Kamis, 16 April 2009

pemilu dan islam


Ketika Islam membolehkan Pemilu untuk memilih khalifah atau anggota majelis umat, bukan berarti Pemilu dalam Islam identik dengan Pemilu dalam sistem demokrasi sekarang. Dari segi cara/teknis (uslûb), memang boleh dikatakan sama antara Pemilu dalam sistem demokrasi dan Pemilu dalam sistem Islam (An-Nabhani, At-Tafkîr, 1973: 91-92; Urofsky, Demokrasi, 2003: 2).

Namun demikian, dari segi falsafah dasar, prinsip, dan tujuan keduanya sangatlah berbeda; bagaikan bumi dan langit.

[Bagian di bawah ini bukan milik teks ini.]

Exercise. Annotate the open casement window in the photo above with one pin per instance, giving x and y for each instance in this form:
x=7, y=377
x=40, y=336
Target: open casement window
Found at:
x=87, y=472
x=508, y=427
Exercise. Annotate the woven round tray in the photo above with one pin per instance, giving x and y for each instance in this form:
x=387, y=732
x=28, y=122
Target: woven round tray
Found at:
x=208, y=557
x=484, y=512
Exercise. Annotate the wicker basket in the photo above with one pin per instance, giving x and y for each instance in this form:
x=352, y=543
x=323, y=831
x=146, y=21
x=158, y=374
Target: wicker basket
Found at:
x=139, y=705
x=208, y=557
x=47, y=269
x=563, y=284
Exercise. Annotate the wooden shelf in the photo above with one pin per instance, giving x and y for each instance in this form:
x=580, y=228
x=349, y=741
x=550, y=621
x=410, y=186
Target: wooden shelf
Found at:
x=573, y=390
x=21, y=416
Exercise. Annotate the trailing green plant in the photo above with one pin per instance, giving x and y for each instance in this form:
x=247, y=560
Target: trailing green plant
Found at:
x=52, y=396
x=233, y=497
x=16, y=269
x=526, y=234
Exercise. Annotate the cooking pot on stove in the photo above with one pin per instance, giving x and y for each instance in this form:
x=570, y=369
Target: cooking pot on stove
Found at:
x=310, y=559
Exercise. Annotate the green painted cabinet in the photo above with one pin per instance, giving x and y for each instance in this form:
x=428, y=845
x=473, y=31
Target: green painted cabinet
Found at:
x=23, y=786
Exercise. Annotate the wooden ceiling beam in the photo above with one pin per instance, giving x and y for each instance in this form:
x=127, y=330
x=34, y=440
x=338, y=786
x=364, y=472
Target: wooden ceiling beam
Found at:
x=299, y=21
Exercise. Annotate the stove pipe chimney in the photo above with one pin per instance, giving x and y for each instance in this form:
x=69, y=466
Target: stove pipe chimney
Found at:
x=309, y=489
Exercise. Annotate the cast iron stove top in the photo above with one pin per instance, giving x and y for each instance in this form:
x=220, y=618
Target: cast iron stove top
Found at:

Pertama, Pemilu dalam demokrasi didasarkan pada falsafah dasar demokrasi itu sendiri, yaitu pemisahan agama dari kehidupan (fashl al-dîn ‘an al-hayâh, secularism) (Al-Khalidi, 1980: 44-45), sedangkan Pemilu dalam Islam didasarkan pada akidah Islam, yang tidak pernah mengenal pemisahan agama dari kehidupan (Yahya Ismail, 1995: 23).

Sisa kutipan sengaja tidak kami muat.